In conventional machine learning approaches, results of computational learning theory states that we can bound generalization loss \(\mathcal{L}_{p}~(h)\) with using empirical loss \(\mathcal{L}_{D}~(h)\) (for further detail check a brief introduction to ML series), empirical rademacher complexity of hypothesis class and some confidence related constant. Using the inequality (13) in [3] and without being too strict, we can write

\[\mathcal{L}_{p}~(h) \leq \mathcal{L}_{D}~(h) + \widehat{Rad_{n}}~(\mathcal{H}) + C(\delta,n) \tag{7}\]which indicates that discrepancy between generalization loss and training loss is constrained by empirical rademacher complexity.

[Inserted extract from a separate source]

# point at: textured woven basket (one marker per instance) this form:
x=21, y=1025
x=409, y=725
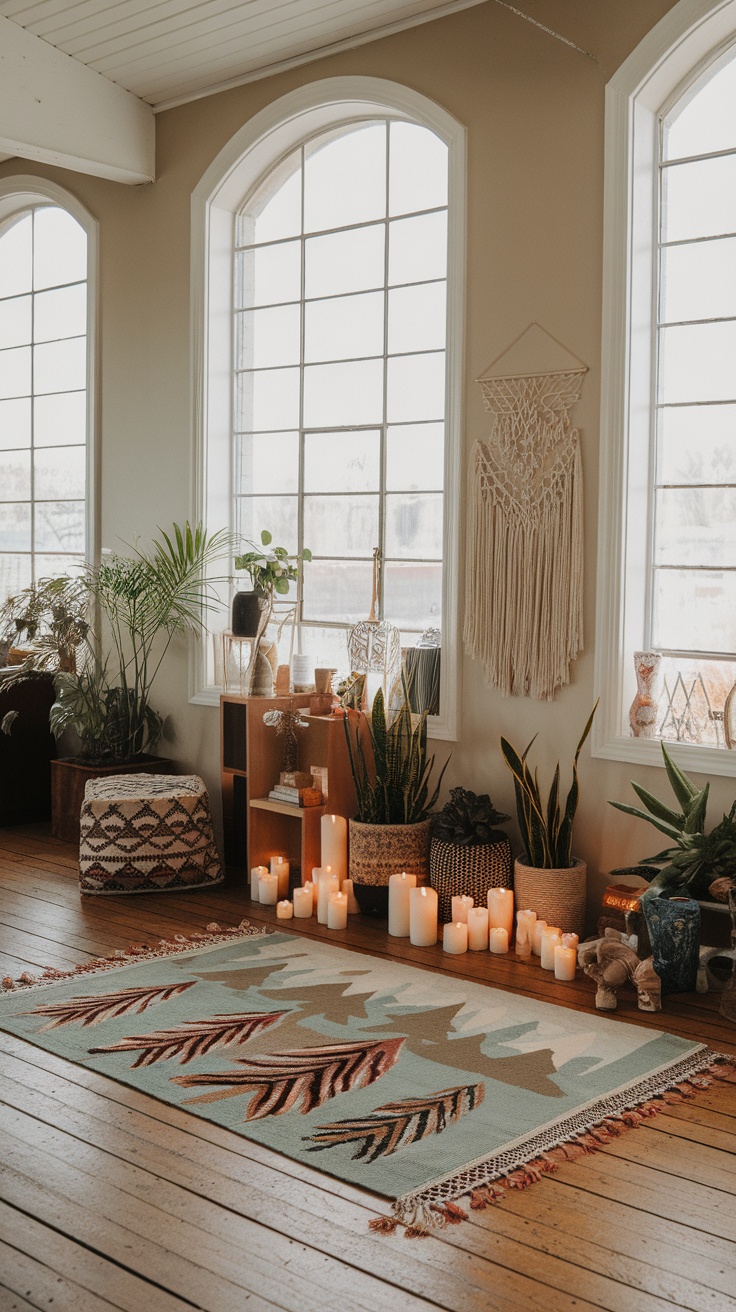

\[\mathcal{L}_{p}~(h) - \mathcal{L}_{D}~(h) \leq \widehat{Rad_{n}}~(\mathcal{H}) + C(\delta,n) \tag{8}\]That is to say if a hypothesis class with high complexity is used, \(\widehat{Rad_{n}}~(\mathcal{H})\) approaches to 1 and difference between training and generalization loss diverge according to (8) so that overfitting occurs. For this reason it is expected that if a hypothesis class is too complex and able to memorize all the training data (\(\mathcal{L}_{D}~(h) \to 0\)), then it generalizes poorly in case the amount of training data is insufficient. However, it is known that deep neural networks generalize well despite the fact that they are shown to be able to even memorize random data in [2]. This indicates that our customary understanding of generalization doesn’t exactly holds for deep neural networks and a new point of view is due.

## References

[1] Peter L. Bartlett and Shahar Mendelson, “*Rademacher and Gaussian complexities: Risk bounds and structural results*”, Journal of Machine Learning Research, 2002.

[2] Chiyuan Zhang, Samy Bengio, Moritz Hardt, Benjamin Recht, Oriol Vinyals, “*Understanding Deep Learning Requires Rethinking Generalization*”, ICLR, arXiv:1611.03530, 2017.

[3] Pirmin Lemberger, “*On Generalization and Regularization in Deep Learning*”, arXiv:1704.01312, 2017.